Le leadership des femmes et leur participation à la vie politique sont partout menacés dans le monde : tel est le constat effectué par l’organisation des Nations-Unies (ONU) qui note qu’elles sont sous-représentées, aussi bien comme électrices que les fonctions dirigeantes. Et ce, malgré leurs compétences maintes fois démontrées et en dépit de leur droit de participer en toute égalité à la gouvernance démocratique. Et d’ailleurs, le leadership féminin est tellement dynamique, ce n’est pas pour sans raison qu’en politique, les français font plus de confiance aux femmes. Malgré les efforts déployés par les hommes pour empêcher aux femmes de développer leurs compétences, elles se sont libérées et prouvées au monde entier qu’elles ont un leadership naturel. Analphabètes ou intellectuelles, les foyers sont administrés par les femmes. À travers le monde, elles s’affirment et impressionnent par leur capacité de faire autant et parfois mieux que les hommes. Et là, on peut citer des femmes comme la chancelière Allemande Angela Merkel,femme la plus puissante du monde; Michelle Bachelet ancienne présidente chilienne; Aung San Suu Kyi, après sa large victoire aux élections législatives de 2015 à la tête de la Ligue Nationale Pour la Démocratie, l’ancienne figure iconique de l’opposition à la junte militaire birmane, Prix Nobel de la Paix en 1991 et ancienne cheffe du gouvernement de son pays Birmanie; Christine Lagarde, ancienne directrice du Fond Monétaire International(FMI).
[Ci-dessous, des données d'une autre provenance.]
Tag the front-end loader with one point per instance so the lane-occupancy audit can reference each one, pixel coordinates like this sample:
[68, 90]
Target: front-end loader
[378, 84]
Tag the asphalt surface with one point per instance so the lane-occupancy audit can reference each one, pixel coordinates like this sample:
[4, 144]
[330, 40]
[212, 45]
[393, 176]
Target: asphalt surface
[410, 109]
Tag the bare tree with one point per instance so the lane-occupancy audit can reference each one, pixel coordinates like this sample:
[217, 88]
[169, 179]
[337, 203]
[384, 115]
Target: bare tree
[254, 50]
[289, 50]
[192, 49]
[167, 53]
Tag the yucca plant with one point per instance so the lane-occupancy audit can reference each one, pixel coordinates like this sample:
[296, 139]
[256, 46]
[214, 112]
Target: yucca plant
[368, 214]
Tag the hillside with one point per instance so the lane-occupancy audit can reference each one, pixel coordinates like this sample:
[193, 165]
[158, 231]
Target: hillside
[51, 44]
À ce stade, il faut rappeler que la bataille pour l’émancipation des femmes a été également menée en Haïti même quand depuis notre indépendance, les machistes qui ont rédigé l’histoire faisaient le black-out total sur les héroïnes. Ce comportement machiste persiste et arrive jusqu’aujourd’hui au parlement haïtien à tel point le bureau actuel du Sénat de la République ne contient aucune femme alors que la constitution fait obligation aux institutions de respecter le quota. Pour le nouveau bureau, je veux croire que les sénateurs n’auront pas le courage de violer, à nouveau, l’article 17.1 de la constitution.

Parce-que comment peux-tu vouloir changer les autres lorsque tu n’admets pas de changer toi-même?